On Saturday night, various scientists, professors, futurists and philosophers will gather as part of the 16th-annual Subtle Technologies festival at Toronto's OCAD University to discuss yet another end of the world as we know it.
The difference between this end and others we have already faced – like killer bees, Y2K or the mystic oblivion of the Mayan and Nostradamic variety – is contained in the word "know," for this end anticipates the end of human knowledge, or at least the point where the machines are smarter than we are.

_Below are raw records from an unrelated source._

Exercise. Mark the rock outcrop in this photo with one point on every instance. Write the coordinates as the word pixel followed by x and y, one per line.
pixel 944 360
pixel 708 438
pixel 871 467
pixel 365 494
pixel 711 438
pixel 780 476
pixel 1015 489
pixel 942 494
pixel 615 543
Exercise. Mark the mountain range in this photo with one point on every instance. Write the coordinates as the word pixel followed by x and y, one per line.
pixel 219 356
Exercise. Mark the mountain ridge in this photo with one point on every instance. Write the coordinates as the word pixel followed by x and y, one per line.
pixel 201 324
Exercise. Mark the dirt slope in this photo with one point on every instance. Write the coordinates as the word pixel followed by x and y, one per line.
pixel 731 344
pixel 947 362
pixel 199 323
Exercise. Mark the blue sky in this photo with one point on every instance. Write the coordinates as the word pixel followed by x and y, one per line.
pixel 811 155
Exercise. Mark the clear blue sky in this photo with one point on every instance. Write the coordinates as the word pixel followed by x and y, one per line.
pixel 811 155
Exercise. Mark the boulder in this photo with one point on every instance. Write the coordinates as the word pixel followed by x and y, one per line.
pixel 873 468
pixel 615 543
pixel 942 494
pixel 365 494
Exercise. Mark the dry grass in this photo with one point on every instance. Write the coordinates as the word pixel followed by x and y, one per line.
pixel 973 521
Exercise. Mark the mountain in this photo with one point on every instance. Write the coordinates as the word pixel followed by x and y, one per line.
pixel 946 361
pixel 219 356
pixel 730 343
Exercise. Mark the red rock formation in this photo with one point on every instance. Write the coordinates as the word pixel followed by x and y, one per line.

The discussion will follow a screening of a documentary called The Singularity, filmmaker Doug Wolens's intense, idea-packed account of techno-futurist Ray Kurzweil's theory that by 2045, technology will have reached the point where it can out-think its creators, at which point the Wile E. Coyote metaphor will prevail: We'll have run over that cliff with our legs pumping hell-for-leather above open space, not even aware of the abyss below until we finally look down. And plummet. Silly humans.
For Kurzweil himself, who is interviewed while sitting in front of conspicuously displayed copies of his best-selling books, the event he calls "The Singularity" is nothing to get too anxious about. It was inevitable that the technologies the human mind created to function in its own image would reach the point where they can think even faster than we can. And what then? This is The Singularity: the horizon in which our tools start thinking for, and reproducing, themselves.
As future events go, this may be one of the most well-visited already, at least for anybody who has considered tomorrow through the speculative lenses of science fiction and popular culture. As the writer Bill McKibben points out in Wolens's film, no realm has prepared us quite so much – nor as dramatically, skeptically and cautiously – for The Singularity than our stories of what fate might befall us if we let our inner gods take the wheel. It's the Promethean myth rendered as microchip reckoning, a timeless tale because there's something in it fundamental to the human spirit. From the moment we realize blocks can build or crayons can colour, we're doomed to remake reality as we imagine it ought to be. Playing God is hard-wired in human folly.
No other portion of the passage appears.